Culture

Spielberg vs. Netflix ends in a draw

Films released by streaming platforms will still be considered for the Oscars.

Culture

Spielberg vs. Netflix ends in a draw

Films released by streaming platforms will still be considered for the Oscars.
Culture

Spielberg vs. Netflix ends in a draw

Films released by streaming platforms will still be considered for the Oscars.

Last night, during their annual meeting held to propose and discuss rule changes for the Oscars, the Academy Board of Governors ruled that films released by Netflix and other streaming services will remain eligible to compete for awards. The current rule will stay the same, meaning that films are eligible for any award if they run for seven days in a Los Angeles theater. Last year, the Netflix-distributed Roma became the first film released on a streaming platform at the same time it hit theaters — it received a limited run, in order to win eligibility — to be nominated for Best Picture.

“We support the theatrical experience as integral to the art of motion pictures, and this weighed heavily in our discussions,” said Academy President John Bailey. “Our rules currently require theatrical exhibition, and also allow for a broad selection of films to be submitted for Oscars consideration. We plan to further study the profound changes occurring in our industry and continue discussions with our members about these issues.”

The decision caps months of debate over what should constitute a film’s Oscar merit, which flared up in recent weeks. In February, legendary director Steven Spielberg made a subtle statement at the Cinema Audio Society’s CAS Awards about the importance of not letting the traditional theater-going experience disappear. The remarks followed more extreme comments he’d made in March last year, where he said: “I don’t believe that films that are just given token qualifications, in a couple of theaters for less than a week, should qualify for the Academy Award nominations.”

Following Spielberg’s remarks at the CAS Awards, a spokesperson for Amblin Entertainment (the production company he founded) stated that Spielberg’s concerns would come up in the annual board meeting. As Indiewire summed up, another big complaint held by Spielberg and his supporters is that Netflix simply spends too much money on promoting its films, which other companies can’t compete with. Traditionally, no high-profile releases have hit at-home platforms at the same time as they’ve been released in theaters; the initial and extended theatrical run remains the industry’s standard. But Netflix’s deep pockets, along with their explicit desire to force their way into the market, allowed them to rapidly become a powerhouse for original content, leading to the current conundrum.
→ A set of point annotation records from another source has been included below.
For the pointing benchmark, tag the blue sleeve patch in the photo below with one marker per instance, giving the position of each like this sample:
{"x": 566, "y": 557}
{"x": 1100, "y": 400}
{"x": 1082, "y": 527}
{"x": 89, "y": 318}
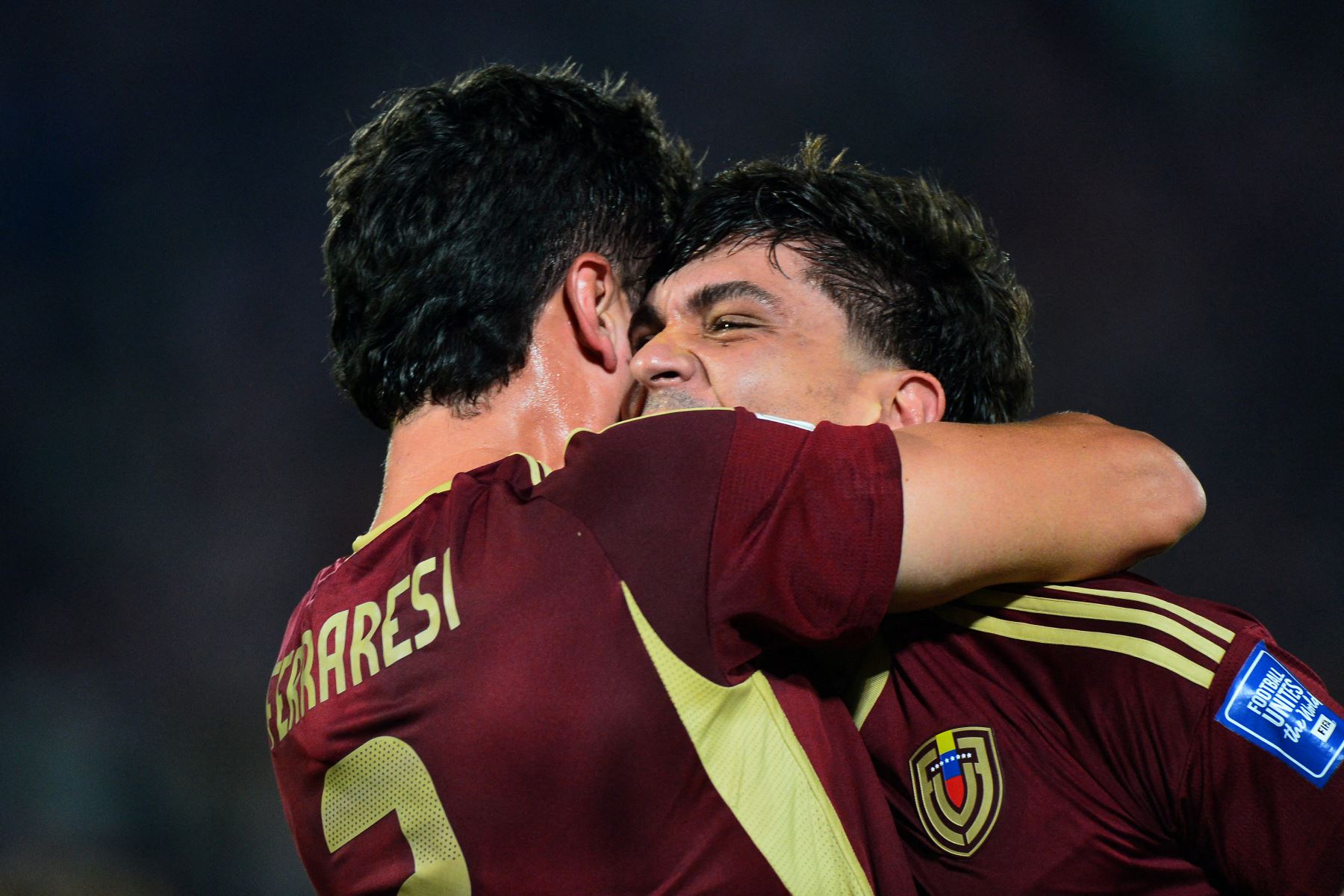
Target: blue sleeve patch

On social media, Spielberg was immediately depicted as out-of-touch. In response, Netflix pointed out that its films are more accessible than traditional theater-going, and that their platform is simply another way to share art. In recent years, the service has increasingly shot for prestige: Apart from Roma, it’s expected to put Martin Scorceses’s upcoming film The Irishman in theaters in order to maintain awards eligibility. It’s also considered purchasing theaters to run their films.
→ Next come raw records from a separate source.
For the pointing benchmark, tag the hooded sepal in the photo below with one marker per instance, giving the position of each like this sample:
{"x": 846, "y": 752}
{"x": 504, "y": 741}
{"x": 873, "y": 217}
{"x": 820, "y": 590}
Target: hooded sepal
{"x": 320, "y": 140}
The Justice Department eventually weighed in on the debate to point out that a rule change could be detrimental to the Academy because it could violate competition laws. In the end, the feud fizzled out: Spielberg and Netflix’s Ted Sarandos had dinner earlier this month, and The New York Times reported Spielberg was nowhere near the Academy’s meeting. Some changes did occur, including the decision to change the Foreign Language Film category to International Feature Film. For now, streamers can continue to enjoy potential Oscar picks from the comfort of their home.